PETA compares homophobia to phrases like ‘bring home the bacon’

A photo of a pig overlaid with tweets responding to PETA's tweets

Animals rights charity PETA has prompted outrage after comparing homophobia, racism and ableism to using animal-related phrases like “bring home the bacon.”

The organisation, whose full name is People for the Ethical Treatment of Animals, went viral on Tuesday (November 4) with a tweet urging people to “remove speciesism from your daily conversations.”

It explained: “Just as it became unacceptable to use racist, homophobic, or ableist language, phrases that trivialise cruelty to animals will vanish as more people begin to appreciate animals for who they are and start ‘bringing home the bagels’ instead of the bacon.”

PETA tweeting that "just as it became unacceptable to use racist, homophobic, or ableist language, phrases that trivialise cruelty to animals will vanish"

PETA provoked anger and backlash with the inflammatory tweets (peta/twitter)

With this in mind, PETA posted a list of idioms like “kill two birds with one stone” and “be the guinea pig,” along with the suggested alternatives of “feed two birds with one scone” and “be the test tube.”

Huge backlash to PETA’s tweets

The charity, which has attracted criticism before for dressing up in Ku Klux Klan costumes to protest a dog show and comparing meat-eating to the Nazi genocide in an exhibition called “Holocaust on Your Plate,” sparked a tsunami of anger with the posts.

The implication that phrases like “take the bull by the horns” were comparable to struggles experienced by people of colour, the LGBT+ community and disabled people was not received well.

PETA's list of "unacceptable" animal-based idioms, which it compared to homophobia

PETA posted a list of idioms which it compared to “racist, homophobic or ableist language” (peta/twitter)
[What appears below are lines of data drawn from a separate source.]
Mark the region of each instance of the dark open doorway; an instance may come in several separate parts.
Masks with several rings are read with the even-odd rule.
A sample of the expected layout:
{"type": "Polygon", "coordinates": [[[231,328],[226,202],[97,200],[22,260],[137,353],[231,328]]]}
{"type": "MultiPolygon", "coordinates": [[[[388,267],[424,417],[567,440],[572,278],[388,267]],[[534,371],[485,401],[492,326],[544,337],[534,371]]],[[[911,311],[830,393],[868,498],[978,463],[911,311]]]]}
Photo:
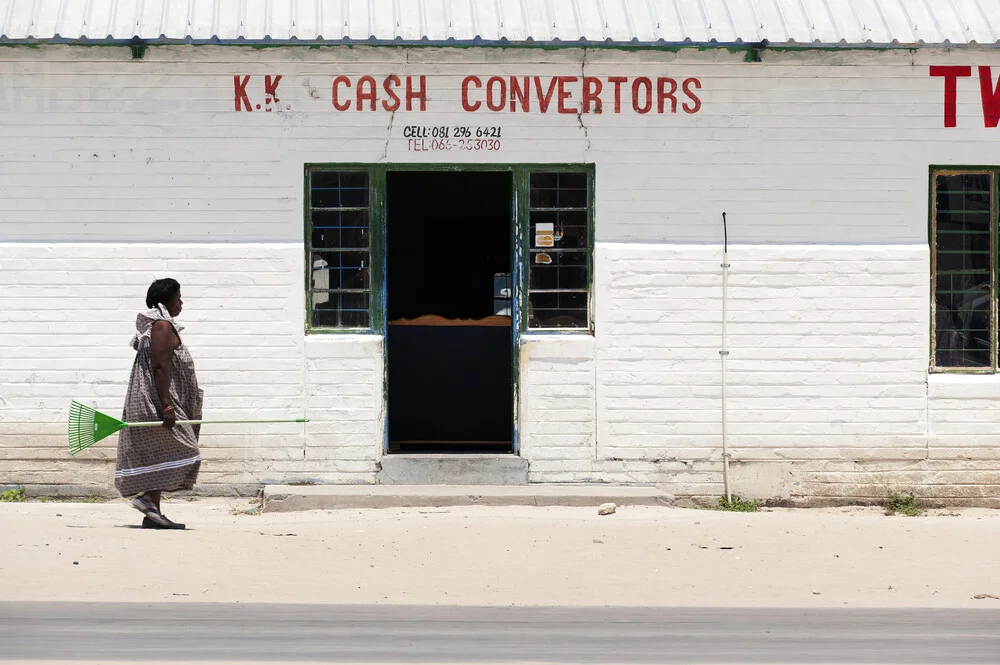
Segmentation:
{"type": "Polygon", "coordinates": [[[512,188],[386,175],[389,452],[513,450],[512,188]]]}

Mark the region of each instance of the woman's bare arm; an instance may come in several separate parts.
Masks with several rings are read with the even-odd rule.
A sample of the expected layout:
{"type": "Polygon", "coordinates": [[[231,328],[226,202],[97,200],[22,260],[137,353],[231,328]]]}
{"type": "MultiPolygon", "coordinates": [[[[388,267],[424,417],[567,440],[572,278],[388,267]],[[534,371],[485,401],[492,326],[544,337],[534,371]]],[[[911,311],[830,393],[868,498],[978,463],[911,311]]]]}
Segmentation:
{"type": "Polygon", "coordinates": [[[149,336],[149,353],[153,360],[153,378],[156,393],[163,405],[163,426],[171,428],[177,422],[174,405],[170,401],[170,365],[174,359],[176,334],[168,321],[157,321],[149,336]]]}

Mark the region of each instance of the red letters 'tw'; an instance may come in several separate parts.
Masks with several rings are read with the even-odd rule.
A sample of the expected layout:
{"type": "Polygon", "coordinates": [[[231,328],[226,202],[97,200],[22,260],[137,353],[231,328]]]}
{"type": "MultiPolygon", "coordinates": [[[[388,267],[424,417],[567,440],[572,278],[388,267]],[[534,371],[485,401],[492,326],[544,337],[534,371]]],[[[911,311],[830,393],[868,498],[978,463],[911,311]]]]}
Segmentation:
{"type": "Polygon", "coordinates": [[[979,68],[979,92],[983,96],[983,122],[987,127],[996,127],[1000,124],[1000,84],[993,87],[989,67],[979,68]]]}
{"type": "MultiPolygon", "coordinates": [[[[958,125],[958,79],[972,76],[972,67],[931,67],[931,76],[944,79],[944,126],[958,125]]],[[[979,68],[979,94],[983,100],[983,124],[1000,125],[1000,84],[993,85],[989,67],[979,68]]]]}

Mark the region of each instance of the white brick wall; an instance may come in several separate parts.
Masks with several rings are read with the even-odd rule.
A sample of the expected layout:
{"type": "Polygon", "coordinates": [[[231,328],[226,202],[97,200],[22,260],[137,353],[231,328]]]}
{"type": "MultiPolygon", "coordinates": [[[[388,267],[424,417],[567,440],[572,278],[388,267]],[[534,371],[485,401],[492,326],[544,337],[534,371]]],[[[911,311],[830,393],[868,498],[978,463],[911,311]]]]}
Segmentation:
{"type": "Polygon", "coordinates": [[[381,339],[303,333],[303,164],[588,162],[596,335],[522,340],[532,481],[719,493],[725,211],[741,482],[790,501],[995,497],[1000,381],[927,374],[927,181],[930,164],[1000,162],[1000,130],[976,77],[945,129],[930,64],[1000,76],[977,50],[2,49],[0,484],[108,486],[113,440],[70,460],[65,409],[120,409],[135,311],[166,274],[212,415],[312,419],[206,428],[204,487],[374,482],[381,339]],[[427,75],[428,112],[332,109],[333,76],[388,73],[427,75]],[[281,74],[291,109],[235,113],[234,74],[255,101],[281,74]],[[702,107],[467,114],[466,74],[698,77],[702,107]],[[411,153],[407,124],[499,124],[503,148],[411,153]]]}

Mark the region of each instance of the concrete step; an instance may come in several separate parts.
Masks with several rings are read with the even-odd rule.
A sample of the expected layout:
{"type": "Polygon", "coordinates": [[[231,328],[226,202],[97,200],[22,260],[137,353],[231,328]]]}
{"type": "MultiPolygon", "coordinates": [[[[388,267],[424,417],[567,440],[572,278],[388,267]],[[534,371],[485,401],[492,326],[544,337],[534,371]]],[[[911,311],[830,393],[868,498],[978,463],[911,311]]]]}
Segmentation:
{"type": "Polygon", "coordinates": [[[517,455],[386,455],[379,485],[526,485],[528,460],[517,455]]]}
{"type": "Polygon", "coordinates": [[[656,487],[616,485],[267,485],[264,512],[445,506],[670,506],[656,487]]]}

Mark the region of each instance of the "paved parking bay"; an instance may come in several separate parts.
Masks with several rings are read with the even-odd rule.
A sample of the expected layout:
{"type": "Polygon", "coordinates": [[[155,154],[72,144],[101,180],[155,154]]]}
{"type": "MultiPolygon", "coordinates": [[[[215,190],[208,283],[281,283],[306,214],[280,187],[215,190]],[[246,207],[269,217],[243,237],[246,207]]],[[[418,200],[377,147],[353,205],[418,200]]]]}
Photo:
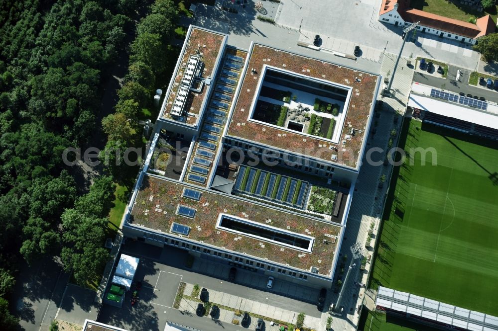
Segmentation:
{"type": "MultiPolygon", "coordinates": [[[[240,283],[234,283],[227,280],[229,266],[226,269],[220,269],[219,264],[208,261],[212,270],[223,275],[220,278],[215,278],[206,274],[193,272],[185,268],[185,261],[187,253],[180,248],[167,247],[161,248],[140,242],[127,242],[123,252],[140,258],[140,263],[137,269],[135,280],[142,281],[142,289],[139,292],[139,301],[132,306],[130,298],[127,296],[122,308],[104,305],[98,318],[98,321],[127,330],[137,330],[137,326],[141,326],[140,330],[163,330],[167,321],[173,322],[183,325],[195,328],[204,331],[214,331],[224,329],[226,331],[241,330],[241,327],[235,326],[222,321],[221,315],[218,319],[210,317],[199,317],[195,314],[197,305],[190,303],[187,312],[182,312],[171,308],[180,281],[190,284],[198,284],[201,287],[206,287],[213,291],[213,295],[218,292],[231,295],[232,301],[238,301],[243,298],[252,304],[260,305],[261,313],[264,307],[279,307],[283,314],[284,310],[294,312],[304,312],[310,318],[320,318],[321,312],[317,310],[316,304],[304,302],[275,293],[254,287],[249,287],[240,283]],[[238,296],[236,297],[236,296],[238,296]],[[264,305],[264,306],[263,306],[264,305]]],[[[197,260],[196,259],[194,264],[197,260]]],[[[240,270],[237,274],[236,281],[239,283],[244,279],[252,281],[253,272],[240,270]],[[248,278],[249,277],[249,278],[248,278]]],[[[265,277],[263,277],[263,279],[265,277]]],[[[275,281],[275,287],[278,282],[275,281]]],[[[285,282],[281,282],[282,287],[285,282]]],[[[262,284],[265,286],[264,283],[262,284]]],[[[316,290],[302,288],[303,292],[316,294],[316,290]]],[[[228,297],[227,296],[227,297],[228,297]]],[[[213,299],[215,299],[214,297],[213,299]]],[[[310,302],[316,298],[310,297],[310,302]]],[[[211,300],[211,299],[210,299],[211,300]]],[[[183,302],[183,300],[182,300],[183,302]]],[[[229,306],[236,307],[240,302],[229,303],[229,306]]],[[[182,305],[186,304],[185,303],[182,305]]],[[[247,304],[249,305],[249,304],[247,304]]],[[[249,306],[248,306],[249,310],[249,306]]],[[[273,314],[278,314],[274,311],[273,314]]],[[[231,312],[225,312],[224,319],[230,321],[231,312]],[[228,315],[226,315],[228,314],[228,315]]],[[[267,316],[262,314],[264,316],[267,316]]],[[[269,326],[269,325],[268,325],[269,326]]],[[[267,328],[266,330],[268,330],[267,328]]]]}

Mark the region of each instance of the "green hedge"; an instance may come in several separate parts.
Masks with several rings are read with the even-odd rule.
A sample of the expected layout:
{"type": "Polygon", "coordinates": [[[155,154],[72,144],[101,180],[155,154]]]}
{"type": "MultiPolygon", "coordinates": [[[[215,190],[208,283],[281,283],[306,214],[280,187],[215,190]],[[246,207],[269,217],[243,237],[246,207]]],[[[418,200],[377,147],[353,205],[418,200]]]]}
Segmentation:
{"type": "Polygon", "coordinates": [[[246,190],[246,185],[248,183],[248,178],[249,177],[249,172],[250,172],[250,168],[246,168],[246,171],[244,171],[244,176],[242,178],[242,183],[241,184],[240,189],[241,190],[246,190]]]}
{"type": "Polygon", "coordinates": [[[266,176],[264,177],[264,182],[263,183],[263,189],[261,190],[261,195],[264,195],[268,189],[268,183],[270,182],[270,173],[266,172],[266,176]]]}
{"type": "Polygon", "coordinates": [[[273,186],[273,190],[271,192],[271,198],[274,199],[277,196],[277,192],[278,191],[278,185],[280,185],[280,181],[282,179],[282,175],[277,175],[277,179],[275,181],[275,186],[273,186]]]}
{"type": "Polygon", "coordinates": [[[292,197],[292,204],[295,205],[297,202],[297,197],[299,195],[299,190],[301,189],[301,185],[303,182],[301,180],[297,181],[296,184],[296,190],[294,191],[294,196],[292,197]]]}
{"type": "Polygon", "coordinates": [[[277,121],[277,125],[278,126],[283,126],[284,123],[285,123],[287,109],[287,107],[285,106],[282,106],[282,108],[280,108],[280,114],[278,116],[278,120],[277,121]]]}
{"type": "Polygon", "coordinates": [[[308,134],[310,135],[313,133],[313,129],[315,127],[315,122],[316,121],[316,115],[314,114],[312,114],[311,119],[310,119],[310,125],[308,127],[308,134]]]}
{"type": "Polygon", "coordinates": [[[329,125],[329,130],[327,131],[327,139],[330,139],[332,138],[332,133],[334,132],[334,126],[336,124],[336,121],[333,118],[330,119],[330,125],[329,125]]]}
{"type": "Polygon", "coordinates": [[[250,192],[253,193],[256,191],[256,186],[257,184],[258,179],[259,179],[259,175],[261,174],[261,170],[258,169],[256,170],[256,174],[254,176],[254,180],[250,185],[250,192]]]}
{"type": "Polygon", "coordinates": [[[285,201],[287,199],[287,196],[289,195],[289,190],[290,188],[290,182],[292,181],[290,177],[287,177],[287,181],[285,182],[285,188],[283,190],[283,195],[282,195],[282,201],[285,201]]]}

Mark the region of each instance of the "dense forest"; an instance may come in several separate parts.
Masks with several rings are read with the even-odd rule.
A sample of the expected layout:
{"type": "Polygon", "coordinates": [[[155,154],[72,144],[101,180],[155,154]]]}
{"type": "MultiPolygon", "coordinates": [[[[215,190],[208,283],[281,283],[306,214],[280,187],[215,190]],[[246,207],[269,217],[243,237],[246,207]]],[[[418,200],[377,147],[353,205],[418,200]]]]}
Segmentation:
{"type": "Polygon", "coordinates": [[[22,259],[60,256],[82,284],[109,259],[107,217],[123,169],[106,166],[81,195],[62,155],[99,130],[107,152],[136,143],[137,120],[150,114],[158,81],[168,78],[173,60],[165,54],[177,14],[171,0],[157,0],[135,25],[138,2],[0,4],[0,329],[17,323],[8,300],[22,259]],[[102,119],[103,84],[124,52],[128,74],[102,119]]]}

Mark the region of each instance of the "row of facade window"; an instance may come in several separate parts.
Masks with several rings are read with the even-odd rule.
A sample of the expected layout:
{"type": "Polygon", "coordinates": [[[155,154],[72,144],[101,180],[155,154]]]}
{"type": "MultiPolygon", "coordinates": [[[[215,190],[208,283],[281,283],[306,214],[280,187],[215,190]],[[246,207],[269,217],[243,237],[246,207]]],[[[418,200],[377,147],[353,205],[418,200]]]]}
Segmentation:
{"type": "MultiPolygon", "coordinates": [[[[197,246],[196,245],[191,245],[189,244],[187,244],[186,243],[183,242],[180,243],[179,241],[175,240],[174,239],[168,240],[167,238],[165,238],[163,237],[157,235],[144,234],[144,236],[148,239],[165,243],[166,244],[169,244],[170,245],[176,246],[176,247],[181,247],[186,249],[189,249],[193,251],[202,252],[203,254],[206,254],[207,255],[212,255],[217,256],[220,258],[224,258],[226,260],[234,261],[235,262],[237,262],[241,264],[244,264],[245,263],[247,265],[253,267],[254,266],[255,261],[249,260],[248,258],[245,259],[246,260],[245,261],[245,259],[243,257],[235,256],[235,258],[234,258],[234,256],[233,256],[231,254],[222,253],[221,251],[215,250],[214,249],[211,250],[209,248],[199,247],[199,246],[197,246]]],[[[295,271],[285,270],[285,269],[282,269],[281,268],[276,268],[275,267],[272,266],[269,264],[265,264],[264,263],[262,263],[259,262],[256,262],[255,263],[255,267],[262,270],[265,270],[265,269],[266,269],[266,270],[270,272],[276,272],[277,273],[279,273],[282,275],[286,274],[289,277],[299,278],[300,279],[302,279],[303,280],[307,280],[308,279],[308,276],[307,275],[303,275],[302,273],[298,274],[298,273],[295,271]]]]}

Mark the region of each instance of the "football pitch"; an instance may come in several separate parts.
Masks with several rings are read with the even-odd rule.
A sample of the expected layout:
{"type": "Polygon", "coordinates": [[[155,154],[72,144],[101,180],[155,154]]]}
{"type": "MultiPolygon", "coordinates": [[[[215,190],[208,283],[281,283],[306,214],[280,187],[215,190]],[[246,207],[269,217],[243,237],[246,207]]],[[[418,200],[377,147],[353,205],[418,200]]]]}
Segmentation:
{"type": "Polygon", "coordinates": [[[393,172],[370,286],[498,316],[498,143],[413,120],[401,134],[431,149],[393,172]]]}

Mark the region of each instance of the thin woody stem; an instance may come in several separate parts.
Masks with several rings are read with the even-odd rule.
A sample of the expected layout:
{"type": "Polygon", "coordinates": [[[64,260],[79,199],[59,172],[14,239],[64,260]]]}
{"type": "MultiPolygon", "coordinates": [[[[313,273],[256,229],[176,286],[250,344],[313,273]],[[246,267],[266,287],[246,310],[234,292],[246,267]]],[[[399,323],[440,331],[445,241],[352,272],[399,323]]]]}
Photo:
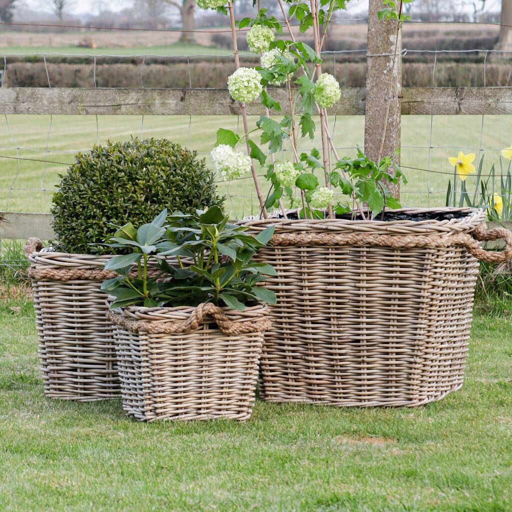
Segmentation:
{"type": "MultiPolygon", "coordinates": [[[[310,6],[311,9],[311,16],[313,18],[313,33],[315,42],[315,52],[318,59],[320,59],[320,37],[319,37],[319,27],[318,25],[318,3],[314,2],[313,0],[310,0],[310,6]]],[[[322,74],[322,68],[320,62],[317,61],[315,63],[315,68],[318,76],[322,74]]],[[[320,131],[322,134],[322,155],[324,157],[324,177],[325,179],[325,186],[331,189],[331,185],[329,182],[329,174],[330,169],[329,167],[328,155],[329,149],[327,145],[327,139],[326,135],[326,125],[324,122],[324,118],[326,117],[327,111],[324,109],[320,109],[320,131]]],[[[328,209],[329,218],[332,219],[332,205],[329,205],[328,209]]]]}
{"type": "MultiPolygon", "coordinates": [[[[231,32],[233,38],[233,53],[234,56],[234,65],[237,69],[240,67],[240,60],[238,55],[238,46],[237,44],[237,32],[236,27],[234,23],[234,14],[233,12],[232,2],[228,2],[228,8],[229,10],[229,18],[231,22],[231,32]]],[[[245,103],[240,102],[240,109],[242,110],[242,119],[243,121],[244,133],[246,139],[246,146],[247,150],[247,155],[250,157],[251,147],[249,144],[249,123],[247,122],[247,113],[245,108],[245,103]]],[[[268,218],[268,214],[267,213],[267,209],[265,207],[265,201],[261,193],[261,189],[260,188],[260,183],[258,179],[258,175],[256,174],[256,169],[254,167],[254,161],[251,159],[251,173],[252,174],[252,179],[254,181],[254,187],[256,189],[256,194],[258,195],[258,200],[260,201],[260,206],[261,207],[262,213],[265,219],[268,218]]]]}
{"type": "MultiPolygon", "coordinates": [[[[291,27],[290,25],[290,22],[289,22],[288,17],[286,16],[286,11],[285,11],[284,7],[283,5],[283,1],[282,0],[278,0],[278,2],[279,4],[279,7],[281,8],[281,12],[283,13],[283,17],[284,18],[285,24],[286,25],[287,29],[288,29],[288,34],[290,35],[290,38],[291,39],[292,42],[295,42],[296,41],[295,41],[295,36],[293,35],[293,33],[291,30],[291,27]]],[[[301,68],[302,69],[302,71],[304,75],[305,75],[306,76],[308,76],[307,72],[304,68],[304,65],[302,65],[301,68]]],[[[315,68],[315,71],[316,71],[316,68],[315,68]]],[[[315,106],[316,108],[317,113],[318,114],[318,115],[319,115],[320,107],[318,106],[318,104],[316,102],[315,102],[315,106]]],[[[326,119],[325,121],[327,122],[327,119],[326,119]]],[[[338,155],[338,152],[336,150],[336,147],[334,145],[334,143],[332,140],[332,138],[331,137],[331,135],[329,133],[328,127],[327,129],[326,135],[327,137],[327,141],[329,143],[329,145],[330,146],[331,149],[332,151],[332,152],[334,153],[335,158],[337,160],[339,160],[339,157],[338,155]]],[[[352,181],[352,180],[350,179],[350,178],[347,175],[347,173],[343,169],[340,169],[340,170],[341,170],[341,173],[343,175],[343,177],[346,179],[350,180],[351,181],[352,181]]],[[[352,194],[352,199],[357,206],[358,210],[361,214],[361,218],[364,220],[366,220],[366,216],[365,215],[365,213],[363,211],[362,208],[361,207],[361,205],[359,204],[359,201],[356,200],[355,195],[353,193],[352,194]]]]}
{"type": "Polygon", "coordinates": [[[394,83],[393,74],[395,72],[395,66],[396,65],[396,62],[398,60],[397,54],[398,51],[398,36],[400,34],[400,29],[401,27],[400,18],[402,15],[402,0],[400,0],[400,7],[398,9],[398,25],[396,27],[396,37],[395,39],[395,51],[393,53],[393,63],[391,66],[391,79],[390,80],[389,89],[388,91],[388,105],[386,107],[386,117],[385,118],[384,121],[384,129],[382,130],[382,138],[380,141],[380,149],[379,151],[379,157],[377,160],[377,163],[378,164],[380,163],[382,158],[382,153],[384,151],[384,144],[386,142],[386,132],[388,131],[388,123],[389,121],[389,111],[391,108],[391,94],[393,92],[393,84],[394,83]]]}
{"type": "MultiPolygon", "coordinates": [[[[261,9],[261,3],[260,0],[258,0],[258,12],[260,12],[260,10],[261,9]]],[[[263,50],[260,50],[260,56],[261,57],[263,55],[263,50]]],[[[265,88],[265,90],[267,90],[267,88],[265,88]]],[[[265,106],[265,114],[267,117],[269,117],[270,116],[270,112],[268,110],[268,106],[265,106]]],[[[272,160],[272,165],[273,165],[275,163],[275,157],[274,156],[273,153],[270,154],[270,158],[272,160]]],[[[283,214],[283,217],[285,219],[288,219],[288,217],[286,215],[286,210],[285,209],[284,205],[283,204],[283,200],[280,198],[279,198],[279,207],[281,209],[281,212],[283,214]]]]}

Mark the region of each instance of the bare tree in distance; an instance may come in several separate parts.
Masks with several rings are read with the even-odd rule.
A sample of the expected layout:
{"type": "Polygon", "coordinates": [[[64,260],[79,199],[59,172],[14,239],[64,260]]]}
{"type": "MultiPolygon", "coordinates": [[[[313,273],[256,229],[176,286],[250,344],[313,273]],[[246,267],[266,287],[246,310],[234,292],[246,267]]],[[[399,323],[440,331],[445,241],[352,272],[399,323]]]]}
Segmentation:
{"type": "Polygon", "coordinates": [[[196,26],[194,18],[196,0],[183,0],[181,3],[178,0],[163,0],[168,5],[176,7],[181,15],[181,27],[183,31],[180,36],[182,42],[195,43],[194,29],[196,26]]]}
{"type": "Polygon", "coordinates": [[[12,23],[16,0],[0,0],[0,19],[4,23],[12,23]]]}
{"type": "MultiPolygon", "coordinates": [[[[497,49],[512,51],[512,0],[502,0],[500,23],[497,49]]],[[[507,56],[509,58],[512,54],[507,56]]]]}

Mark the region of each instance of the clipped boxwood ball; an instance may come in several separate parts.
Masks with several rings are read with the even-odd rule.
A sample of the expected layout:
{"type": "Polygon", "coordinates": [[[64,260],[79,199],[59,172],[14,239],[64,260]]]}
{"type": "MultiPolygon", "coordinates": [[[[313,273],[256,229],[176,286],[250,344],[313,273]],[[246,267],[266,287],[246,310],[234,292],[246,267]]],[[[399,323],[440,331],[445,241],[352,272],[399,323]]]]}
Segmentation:
{"type": "Polygon", "coordinates": [[[151,222],[164,208],[194,213],[222,207],[214,173],[197,152],[165,139],[132,139],[95,145],[79,153],[53,196],[51,209],[57,250],[109,254],[100,245],[110,223],[135,226],[151,222]]]}

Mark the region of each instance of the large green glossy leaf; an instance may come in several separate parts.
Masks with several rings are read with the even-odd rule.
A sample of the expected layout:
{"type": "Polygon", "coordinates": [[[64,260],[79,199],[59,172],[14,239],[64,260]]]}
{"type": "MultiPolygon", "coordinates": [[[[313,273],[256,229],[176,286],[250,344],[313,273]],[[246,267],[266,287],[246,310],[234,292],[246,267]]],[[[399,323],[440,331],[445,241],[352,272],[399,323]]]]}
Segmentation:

One person tweeted: “What in the Birkenstock wearing, bongo beating, bean sprout eating, bushy armpit having, mechanical cigarette smoking, cucumber sandwich making f**kery is this s**t?

“Comparing animal phrases to the struggles of people of colour and the LGBTQ is the most PETA thing I’ve ever seen.”

Another enraged tweeter accused PETA of homophobia, writing: “Hey…comparing the suffering of lgbt people to animals is…homophobic.”

This line of thinking was popular, with a different commenter saying: “Hey @peta maybe don’t equate people of colour, LGBT+ people, or disabled people to animals, mmkay? #nazisdiditfirst.”

One tweeter wrote: “Did you just compare poc, lgbt people, and disabled people to animals. Big f**kin yikes dude.”


Even pro-animal tweeters protested PETA’s tweets

Many on Twitter made clear that they sympathised with the general cause of protecting animals, but that PETA had crossed a line.

“Peta is a joke and that’s the tea. How have they ruined their own brand with this messy (and endless) comparisons to the plight of LGBT’s, black people, jews etc,” wrote one tweeter.

Another said: “Look I think slaughtering animals is terrible and all but peta appropriating lgbt rhetoric and comparing animal abuse to homophobia REALLY rubs me the wrong way.”

One seemingly jaded commenter wrote: “In case you were wondering: PETA, the animal killers, is still 100% racist, homophobic, and ableist, and still trivialises the struggles of black/poc people, lgbt people, and differently abled people by comparing them to burgers. #NotShocked.”

And a different tweeter said: “What. The. F**k. PETA literally just exists to make actual movements and problems seem less justified.

“I’m all for stopping animal cruelty but saying s**t like this makes it seem like BLM and the LGBT rights movement are supposed to be grouped with f**kin PETA.”

In response to the outrage, PETA director Elisa Allen told PinkNews: “All social justice causes have had issues to confront—and derogatory language is one of them.

“Our understanding of who is deserving of respect and consideration has, thankfully, progressed through history—and our language has evolved with it. There are many hateful words and phrases that used to be commonplace but that most of us would not use today.

“Likewise, the way we talk about animals must also change to reflect a more modern understanding of them, and we’re using this opportunity to encourage people to think about the language that they use and how it might perpetuate negative attitudes towards others, human or non-human.”

This article has been updated to include a comment given by PETA.